De vuelta a casa pregunté a mi padre; el mejor de todos los jardineros, que árbol era aquél que tan gratamente me había sorprendido en la mañana. Ciclamor, contestó tras mi breve pero precisa descripción.
Al día siguiente cuando lo volví a ver ya no me resultó desconocido pero me siguió pareciendo hermosísimo.
Estaba ahí, había permanecido ante mí durante todo el invierno, aún así, nunca me había fijado en él, era como si de la noche a la mañana mágicamente alguien lo hubiese traspasado hasta aquel parque.
La primavera tiene la virtud de ataviar de color lo que el invierno desnuda. Extiende una capa de tintes luminosos sobre la vegetación entristecida colmando de tonalidades y aromas el aire enmohecido que nos deja la época invernal.
Nuestra existencia se asemeja mucho a estos ciclos estacionales. Pasamos por períodos de esterilidad y frío, de desplomes anímicos. Atravesamos momentos en los que somos heridos por el fuego de las aflicciones, trazos de vida en los que sentimos como el paso de una estación a otra nos lleva al desánimo y al agotamiento. Pero cuan grato es sentir en nuestras vidas el florecer de las ilusiones, la calidez de las promesas cumplidas, el reverdecer de los sueños amordazados durante el riguroso tiempo gélido.
Sabiamente escribía Salomón : “Porque he aquí ha pasado el invierno, se ha mudado, la lluvia se fue ; se han mostrado las flores en la tierra, el tiempo de la canción ha venido…”
La primavera debiera ser un estado que continuamente enardeciera en la vida, un sentir que llenara de vigor nuestra existencia prolongando el deseo de ser fructíferos.
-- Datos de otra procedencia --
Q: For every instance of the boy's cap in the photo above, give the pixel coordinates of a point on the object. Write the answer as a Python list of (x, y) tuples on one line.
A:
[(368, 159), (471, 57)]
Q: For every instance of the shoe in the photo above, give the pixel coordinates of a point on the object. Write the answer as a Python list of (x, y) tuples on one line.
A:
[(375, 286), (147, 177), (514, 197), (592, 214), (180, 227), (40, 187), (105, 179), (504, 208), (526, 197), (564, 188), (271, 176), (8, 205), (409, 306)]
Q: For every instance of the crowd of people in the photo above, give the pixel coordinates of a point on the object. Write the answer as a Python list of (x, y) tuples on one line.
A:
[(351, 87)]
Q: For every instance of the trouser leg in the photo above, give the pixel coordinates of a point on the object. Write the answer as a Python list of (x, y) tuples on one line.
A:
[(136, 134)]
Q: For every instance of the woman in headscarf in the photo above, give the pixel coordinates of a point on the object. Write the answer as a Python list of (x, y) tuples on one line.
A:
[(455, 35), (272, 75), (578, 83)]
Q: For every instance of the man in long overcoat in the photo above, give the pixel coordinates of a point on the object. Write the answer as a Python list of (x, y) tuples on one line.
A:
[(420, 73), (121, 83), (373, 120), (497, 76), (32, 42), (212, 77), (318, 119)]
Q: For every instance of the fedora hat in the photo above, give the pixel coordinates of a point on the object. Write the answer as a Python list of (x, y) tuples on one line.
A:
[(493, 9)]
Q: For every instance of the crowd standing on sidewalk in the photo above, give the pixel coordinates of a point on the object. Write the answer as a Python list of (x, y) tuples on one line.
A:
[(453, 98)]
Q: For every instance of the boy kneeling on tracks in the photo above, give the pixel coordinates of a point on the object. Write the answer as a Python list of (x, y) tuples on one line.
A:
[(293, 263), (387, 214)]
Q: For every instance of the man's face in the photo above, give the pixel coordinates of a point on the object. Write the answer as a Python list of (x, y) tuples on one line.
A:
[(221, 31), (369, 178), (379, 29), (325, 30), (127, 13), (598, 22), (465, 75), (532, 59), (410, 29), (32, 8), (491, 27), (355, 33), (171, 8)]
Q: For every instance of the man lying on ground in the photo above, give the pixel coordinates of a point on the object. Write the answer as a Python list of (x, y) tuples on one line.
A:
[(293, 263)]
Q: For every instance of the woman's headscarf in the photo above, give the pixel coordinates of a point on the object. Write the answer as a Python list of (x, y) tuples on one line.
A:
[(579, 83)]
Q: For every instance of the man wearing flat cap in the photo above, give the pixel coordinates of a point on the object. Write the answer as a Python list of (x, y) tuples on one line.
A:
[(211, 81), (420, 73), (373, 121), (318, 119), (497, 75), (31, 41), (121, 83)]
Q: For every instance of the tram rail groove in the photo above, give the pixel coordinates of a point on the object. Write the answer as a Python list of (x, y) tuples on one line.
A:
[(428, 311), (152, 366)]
Cuando dejamos que nuestras vidas permanezcan en un continuo otoño, reflejamos el tono ocre de un corazón que se mustia y deshoja, no estamos mostrando que somos hechos a semejanza de Dios.
Irremediablemente hemos de pasar por diferentes períodos; es positivo y necesario ser aleccionados por medio de la tribulación, lo triste es permanecer en un continuo estado invernal, de completa frialdad, o en un abrasivo desierto donde la sed se convierte en una necesidad extrema.
Fomentar la primavera en nuestras vidas ha de ser una premisa a la que debemos otorgar prioridad, una vida en continuo florecer, deseosa de dar frutos cual semilla en buena tierra.
Ser, como ese viejo olmo de quien escribió Machado, hendido por el rayo
y en su mitad podrido, pero aún así, agradecido por la lluvia y el sol, ofrenda en primavera algunas hojas verdes.